Poland and the Holocaust: two sides to the story

Posters from the exhibition Struggle and Suffering: Polish Citizens During the Second World War at McGill University. (Photo courtesy of Consulate General of the Republic of Poland in Montreal)

While walking the streets of Bucharest a couple years back, an interesting conversation about history came up as my Romanian friend narrated our city tour. As a Jewish-Israeli person researching history education, I have a bad habit of digging into Second World War history wherever I go, so I was particularly interested in Romania’s history during that period. So when my friend announced with pride that “Elie Wiesel was proudly Romanian,” I quickly corrected him: “you got it all wrong,” I said, “Wiesel was a Jew living in anti-Semitic Romania.”

We agreed to disagree and continued our tour, but that moment made me realize that my friend and I relate to Wiesel differently. For my friend, Wiesel was a Romanian Nobel Prize winner, rather than a Jew living in the wrong place at the wrong time. Conversely, I think of Wiesel as first and foremost Jewish, a Holocaust survivor and human rights advocate – the fact that he was born in Romania is an afterthought.

Our disagreement spurred me to think about the problematic nature of taking national “credit” for Wiesel. How does a country that persecuted a person in the past make that same individual a national treasure some years after? Who actually “owns” Wiesel’s heritage?

These questions relate to what is known as “history wars” – public debates concerning the representation of the past in the present. Such history wars become extremely polarizing, specifically within the context of the Holocaust in eastern European countries.

In September, an interesting exhibition was displayed at McGill University’s Humanities and Social Sciences Library. Titled, Struggle and Suffering: Polish Citizens During the Second World War, the exhibition, modest in size, was curated by the Polish Foreign Affairs Ministry and set up by the Polish Consulate in Montreal. The exhibition was a part of a larger project originally designed and displayed by the Museum of the Second World War in Gdansk, Poland. The McGill exhibition included 14 posters presenting some central crossroads in the history of Poland during the war. One poster was dedicated to the Jewish Holocaust. It was titled: “Tragic Fate of The Jewish Community: The Shoah.”

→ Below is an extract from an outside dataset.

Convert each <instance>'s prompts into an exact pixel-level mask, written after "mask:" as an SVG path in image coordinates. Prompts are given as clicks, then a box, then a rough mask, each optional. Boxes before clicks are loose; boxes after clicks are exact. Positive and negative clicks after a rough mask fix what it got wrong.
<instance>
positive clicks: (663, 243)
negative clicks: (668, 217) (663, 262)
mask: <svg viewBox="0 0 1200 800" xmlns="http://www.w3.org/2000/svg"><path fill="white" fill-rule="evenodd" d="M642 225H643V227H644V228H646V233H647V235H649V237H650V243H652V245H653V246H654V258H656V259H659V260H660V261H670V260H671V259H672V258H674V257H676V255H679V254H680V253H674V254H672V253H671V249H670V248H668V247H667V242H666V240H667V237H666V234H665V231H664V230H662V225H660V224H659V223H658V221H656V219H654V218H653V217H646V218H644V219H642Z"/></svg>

Although modest, the exhibition encompasses a much bigger debate. During the last four years, the Polish government – led by the recently re-elected right-wing party PiS (Law and Justice) – has been ferociously fighting a narrative battle. It wishes to tell its side of the story during the war, highlighting Polish suffering. But as the Polish government tries to tell the tragic story of its people to the world, historians and journalists have been arguing that it is simultaneously and deliberately moving a dark chapter of its past to the margins of history.

This attempt to elevate Polish victimhood while minimizing Polish responsibilities for atrocities against Jews has been said to be the result of the Polish government’s political agenda.

While there is no doubt that Poland was torn and brutally abused both by the Nazi regime and the Soviet Union, this particular narrative reveals a blind spot that has been overlooked by many communities, including in Canada and Israel. Not only are we obliged to better understand the Polish context during the Second World War, but we should also acknowledge the Polish acts of heroism – people who risked their lives to save Jews, like the Zegota, the Polish Council to Aid Jews, which is rarely mentioned in official Shoah narratives and curricula.

READ: MORE THAN HALF OF CANADIANS DON’T KNOW SIX MILLION JEWS DIED IN HOLOCAUST: POLL

Alongside these neglected histories, we must also grapple with the not-so flattering histories of Polish people during and after the war, such as the large-scale collaboration of Polish citizens with the Nazi regime in the persecution of Jews. Events like the Jedwabne pogrom and the Kielce pogrom are brutal symbols of violent anti-Semitism.

“Forgetting,” wrote the French historian Ernest Renan, “is a crucial factor in the creation of a nation.” He continues: “Historical enquiry brings to light deeds of violence which took place at the origin of all political formations.” This is what forgetting looks like. The story of the Jewish people in Poland during the war was not some metaphysical fate. It was not something beyond human control. It was orchestrated by people who carried out bad deeds. These acts should not only be remembered but told, and retold using a responsible representation of history.

The McGill exhibition reminded me that there are other tragic stories of the Second World War to be told, which are not necessarily related to the Jewish story. At the same time, it is almost impossible to detach the Jewish story from the Polish experience, capturing both the heroic aspects as well as the darker ones. If we are to truly understand the past, we cannot afford to neglect either one.

The fact that Polish people took part in the persecution of Jews during the Shoah does not diminish from their collective memory of suffering. Rather, we must all understand that the memory of one’s suffering does not come at the expense of another. Both should be told, neither should be blurred.

By using education, we should insist on finding an original way to tell all histories. As the Holocaust moves farther away into historical oblivion and political agendas become more nationalistic once again, lines become blurred between victims and collaborators. We must treat the past with fairness and honesty – if not for us, at least for all the victims.